Ein Jahr allein auf einer Insel: Wie ein Salzburger die Einsamkeit eroberte
Um seine „Veränderungsscheu“ zu überwinden, setzte sich der Salzburger Naturfilmer Johannes Likar, 36, einem Selbstversuch aus: Er lebte über ein Jahr lang allein in einem Zelt auf einer einsamen schwedischen Insel. Wie man dabei nicht durchdreht, sondern den Blick für das Wesentliche entwickelt, erzählt er im Interview.
Ein Seeadler mit einer Flügelspannweite von fast zwei Metern, der seelenruhig auf einem Weg sitzt. Ein Rudel vorbeihuschender Wölfe. Eine nächtliche Begegnung mit einem rabiaten Wildschwein. Heulende Winde im Winter mit Spitzengeschwindigkeiten von bis zu 80 Stundenkilometern. Die damit verbundene, oft tagelang zu erduldende, zermürbende Schlaflosigkeit. Plastiksäcke über den Füßen, weil die Socken in der Kälte hart gefroren und nutzlos geworden sind. Im Winter nur ein einziges wöchentliches Bad im See, dabei spüren, wie die Kälte des Wassers sich wie Hunderte Nadelstiche auf der Haut anfühlt – mit der Konsequenz lautstarker Urschreie, die am anderen Ufer des Sees widerhallen. Nachts die elektronischen Geräte mit in den Schlafsack packen, damit sie von den winterlichen Minusgraden nicht beschädigt werden. Viele Tage, in denen das eigene Lachen die einzige Betätigung der Stimmbänder bleiben wird. Überirdisch schöne Sonnenuntergänge. Ein Heim, das fünf Meter Durchmesser hat, ein Tipi-ähnliches Zelt auf einer Holzplattform. Die schaurige Information, dass der See, in dem die Insel liegt, auf der man lebt, im 19. Jahrhundert Schauplatz eines furchtbaren Unfalls war: Das Boot eines Schuhmachers war mit elf Kindern an Bord bei aufkommendem Wind gekentert. Sechs Kinder ertranken, fünf von ihnen waren Geschwister. Sie wollten auf die Insel, um ein Fest zu feiern. Das Glück, dass man von dieser grauenhaften Geschichte erst nach einigen Monaten erfuhr. Verlassene Seeadlernester am Ufer der Insel. Auf dem Speiseplan Pilze, Beeren, viel Couscous, im Sommer auch Konserven. Auf der westlichen Seite der Insel wächst eine Fülle von Heidelbeeren. Und dann ist da die Einsamkeit, die jede Form von Zeitgefühl einfach verschwinden lässt.

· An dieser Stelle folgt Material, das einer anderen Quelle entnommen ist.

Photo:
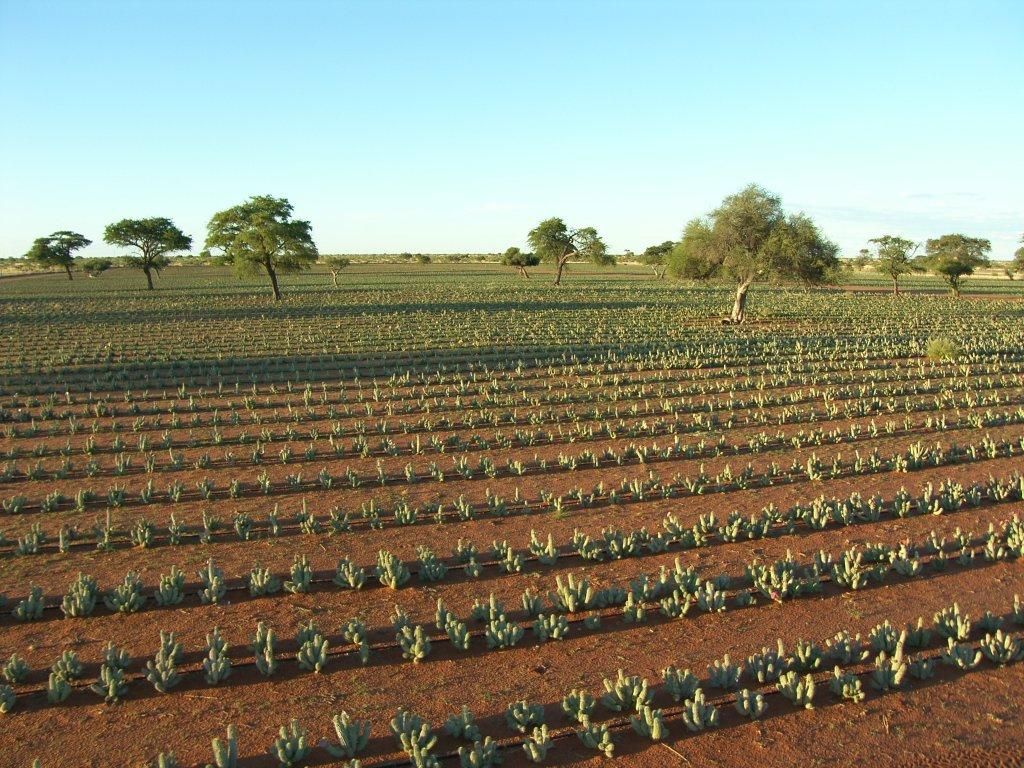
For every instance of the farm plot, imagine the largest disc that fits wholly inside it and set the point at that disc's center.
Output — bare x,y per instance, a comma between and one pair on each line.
419,523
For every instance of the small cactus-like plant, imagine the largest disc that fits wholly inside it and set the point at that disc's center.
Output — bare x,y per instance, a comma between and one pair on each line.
767,665
538,744
112,685
889,670
225,753
391,571
292,744
502,633
263,645
312,655
806,656
751,705
846,649
724,674
415,643
214,587
520,716
348,574
353,735
216,665
922,669
31,608
625,693
596,736
681,684
952,625
578,704
162,671
57,688
354,632
81,598
697,714
15,670
846,685
649,723
7,698
171,589
458,634
68,666
302,576
552,627
961,655
799,691
1001,648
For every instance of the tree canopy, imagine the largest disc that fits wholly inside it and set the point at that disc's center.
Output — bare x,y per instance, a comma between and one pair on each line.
552,241
895,258
154,238
260,236
57,250
750,239
953,257
516,258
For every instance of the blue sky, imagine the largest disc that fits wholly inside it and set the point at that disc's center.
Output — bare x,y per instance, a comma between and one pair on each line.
457,126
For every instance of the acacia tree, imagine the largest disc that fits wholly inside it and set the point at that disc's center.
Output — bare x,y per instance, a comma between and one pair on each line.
750,239
953,257
552,241
57,250
155,238
261,236
895,258
336,264
655,257
514,257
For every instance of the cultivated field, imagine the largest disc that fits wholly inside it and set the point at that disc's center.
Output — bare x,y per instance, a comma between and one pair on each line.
589,518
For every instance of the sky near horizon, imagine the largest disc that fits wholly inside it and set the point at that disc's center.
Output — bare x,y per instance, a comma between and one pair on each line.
457,126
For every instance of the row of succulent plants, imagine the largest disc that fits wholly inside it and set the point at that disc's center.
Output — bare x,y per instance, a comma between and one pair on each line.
672,593
419,342
489,385
676,400
916,457
764,409
819,513
123,461
842,665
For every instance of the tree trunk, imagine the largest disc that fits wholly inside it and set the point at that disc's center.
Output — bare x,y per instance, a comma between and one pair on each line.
561,265
273,282
739,305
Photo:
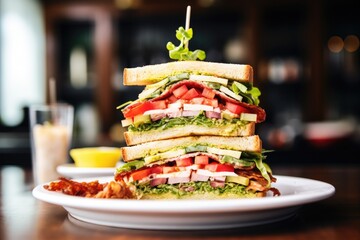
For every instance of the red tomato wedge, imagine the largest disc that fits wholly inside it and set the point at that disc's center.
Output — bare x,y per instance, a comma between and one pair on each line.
211,102
224,168
140,108
172,99
235,108
179,92
161,104
208,93
184,162
156,169
192,93
201,160
140,174
216,167
170,169
137,109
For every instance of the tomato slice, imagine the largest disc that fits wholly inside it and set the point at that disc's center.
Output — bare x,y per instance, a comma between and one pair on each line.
201,160
192,93
217,167
211,167
184,162
208,93
137,109
179,92
170,169
172,99
156,169
224,168
140,108
161,104
211,102
140,174
198,100
235,108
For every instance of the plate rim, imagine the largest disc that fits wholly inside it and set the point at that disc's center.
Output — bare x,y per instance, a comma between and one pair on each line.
319,190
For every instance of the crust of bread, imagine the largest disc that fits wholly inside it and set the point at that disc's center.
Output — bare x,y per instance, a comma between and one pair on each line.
202,196
250,143
231,130
149,74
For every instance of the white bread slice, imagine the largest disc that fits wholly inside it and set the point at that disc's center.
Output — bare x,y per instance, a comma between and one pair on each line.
233,130
251,143
202,196
153,73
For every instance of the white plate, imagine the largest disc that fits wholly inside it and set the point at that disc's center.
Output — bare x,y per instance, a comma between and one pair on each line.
70,170
192,214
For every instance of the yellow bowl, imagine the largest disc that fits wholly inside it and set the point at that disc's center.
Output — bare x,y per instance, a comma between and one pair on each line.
96,157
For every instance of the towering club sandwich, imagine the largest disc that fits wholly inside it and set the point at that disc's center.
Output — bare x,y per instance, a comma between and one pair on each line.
184,98
191,131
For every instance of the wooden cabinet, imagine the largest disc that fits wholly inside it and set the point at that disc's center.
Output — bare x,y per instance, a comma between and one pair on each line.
271,36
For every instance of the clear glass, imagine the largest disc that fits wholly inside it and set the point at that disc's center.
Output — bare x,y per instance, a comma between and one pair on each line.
51,128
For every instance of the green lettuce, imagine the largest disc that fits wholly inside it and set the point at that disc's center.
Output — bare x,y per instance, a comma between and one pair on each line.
184,189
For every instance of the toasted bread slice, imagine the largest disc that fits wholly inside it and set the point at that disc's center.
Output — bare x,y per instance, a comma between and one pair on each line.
251,143
231,130
153,73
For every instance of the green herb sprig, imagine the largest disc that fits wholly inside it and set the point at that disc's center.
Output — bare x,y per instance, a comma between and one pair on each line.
182,52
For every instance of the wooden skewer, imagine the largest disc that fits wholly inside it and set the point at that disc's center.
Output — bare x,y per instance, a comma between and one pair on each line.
187,23
52,91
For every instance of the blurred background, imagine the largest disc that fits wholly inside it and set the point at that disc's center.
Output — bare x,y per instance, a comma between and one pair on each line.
305,56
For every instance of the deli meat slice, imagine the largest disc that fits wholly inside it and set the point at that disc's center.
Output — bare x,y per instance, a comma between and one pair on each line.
261,115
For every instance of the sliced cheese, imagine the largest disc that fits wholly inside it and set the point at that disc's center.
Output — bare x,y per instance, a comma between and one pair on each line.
197,107
224,152
230,93
205,78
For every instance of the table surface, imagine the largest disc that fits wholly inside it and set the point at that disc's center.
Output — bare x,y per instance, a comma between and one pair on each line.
338,217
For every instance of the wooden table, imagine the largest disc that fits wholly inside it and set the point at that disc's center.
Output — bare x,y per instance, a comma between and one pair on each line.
338,217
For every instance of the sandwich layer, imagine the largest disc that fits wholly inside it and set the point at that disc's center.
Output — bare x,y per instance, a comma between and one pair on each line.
153,73
250,143
230,130
200,190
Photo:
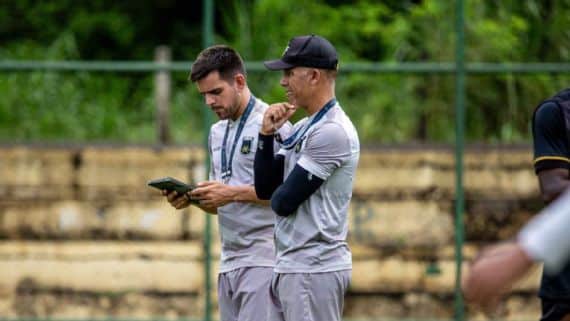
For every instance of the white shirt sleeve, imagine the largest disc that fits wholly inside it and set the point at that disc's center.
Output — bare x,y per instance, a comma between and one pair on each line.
212,173
326,149
546,237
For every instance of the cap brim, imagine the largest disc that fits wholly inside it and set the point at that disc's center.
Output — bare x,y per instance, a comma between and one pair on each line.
277,65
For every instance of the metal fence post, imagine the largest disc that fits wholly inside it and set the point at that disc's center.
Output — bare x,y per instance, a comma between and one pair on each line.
162,95
208,40
459,150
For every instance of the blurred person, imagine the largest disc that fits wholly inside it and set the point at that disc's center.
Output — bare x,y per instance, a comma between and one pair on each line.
550,129
544,239
245,222
309,184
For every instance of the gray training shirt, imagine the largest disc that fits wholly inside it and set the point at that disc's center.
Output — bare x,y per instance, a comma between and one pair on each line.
313,239
246,229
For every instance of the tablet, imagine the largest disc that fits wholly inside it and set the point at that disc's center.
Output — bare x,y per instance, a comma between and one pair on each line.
170,184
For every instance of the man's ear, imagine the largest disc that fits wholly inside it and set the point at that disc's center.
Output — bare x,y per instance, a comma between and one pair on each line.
315,75
240,81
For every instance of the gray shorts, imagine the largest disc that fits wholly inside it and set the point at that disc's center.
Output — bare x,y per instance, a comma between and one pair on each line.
308,296
243,294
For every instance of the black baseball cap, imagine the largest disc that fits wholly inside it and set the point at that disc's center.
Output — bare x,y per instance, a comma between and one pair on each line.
306,51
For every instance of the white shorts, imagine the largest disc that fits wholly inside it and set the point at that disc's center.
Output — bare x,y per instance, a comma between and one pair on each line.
308,296
243,294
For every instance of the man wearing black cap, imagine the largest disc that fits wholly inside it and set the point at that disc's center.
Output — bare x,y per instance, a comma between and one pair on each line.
309,184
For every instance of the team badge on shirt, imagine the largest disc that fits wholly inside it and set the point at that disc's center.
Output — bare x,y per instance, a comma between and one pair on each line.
246,144
299,145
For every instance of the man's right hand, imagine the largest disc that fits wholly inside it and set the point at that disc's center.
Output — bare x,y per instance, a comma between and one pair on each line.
275,116
176,200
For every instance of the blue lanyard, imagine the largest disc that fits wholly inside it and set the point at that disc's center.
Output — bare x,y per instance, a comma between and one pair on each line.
292,140
227,167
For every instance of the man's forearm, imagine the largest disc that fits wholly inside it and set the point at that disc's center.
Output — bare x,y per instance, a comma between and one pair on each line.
246,194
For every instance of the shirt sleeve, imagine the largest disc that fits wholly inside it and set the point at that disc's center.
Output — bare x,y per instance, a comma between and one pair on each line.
546,239
212,173
550,139
326,149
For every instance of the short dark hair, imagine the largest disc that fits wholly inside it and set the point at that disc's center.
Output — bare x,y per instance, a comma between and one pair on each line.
221,58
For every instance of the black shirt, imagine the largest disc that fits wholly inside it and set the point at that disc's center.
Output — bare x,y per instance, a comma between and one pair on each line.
551,150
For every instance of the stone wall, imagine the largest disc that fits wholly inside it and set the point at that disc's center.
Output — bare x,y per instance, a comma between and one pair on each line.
81,235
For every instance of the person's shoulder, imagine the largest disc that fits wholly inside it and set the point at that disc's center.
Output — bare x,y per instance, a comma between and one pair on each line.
547,112
218,127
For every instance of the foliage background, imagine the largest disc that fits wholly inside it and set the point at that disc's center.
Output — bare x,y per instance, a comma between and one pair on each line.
386,108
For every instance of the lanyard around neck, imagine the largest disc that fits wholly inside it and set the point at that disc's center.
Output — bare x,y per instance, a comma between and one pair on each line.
227,165
292,140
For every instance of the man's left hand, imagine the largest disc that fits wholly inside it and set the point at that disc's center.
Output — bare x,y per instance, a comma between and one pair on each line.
212,194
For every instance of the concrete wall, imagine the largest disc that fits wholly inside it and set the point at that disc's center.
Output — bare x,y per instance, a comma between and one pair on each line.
83,236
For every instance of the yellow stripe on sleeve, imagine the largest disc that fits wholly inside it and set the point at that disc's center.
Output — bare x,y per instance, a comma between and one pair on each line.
564,159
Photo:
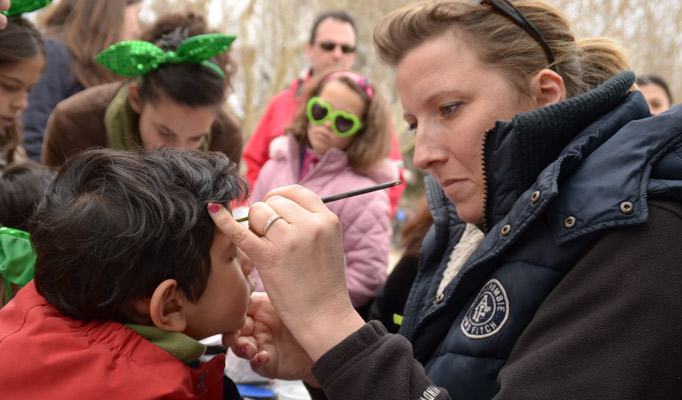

Im Zoom-Interview mit profil schildert Johannes Likar Eindrücke und Erinnerungen, die er in jenem Jahr, das er allein auf einer unbewohnten Insel im Süden Schwedens verbracht hat, gesammelt hat. Likar lebt noch immer in der schwedischen Natur, in einem Holzhäuschen, der nächste Nachbar ist gut einen Kilometer entfernt, aber es gibt hier doch Luxus wie feste Wände, fließendes Wasser, eine Dusche und einen Kühlschrank.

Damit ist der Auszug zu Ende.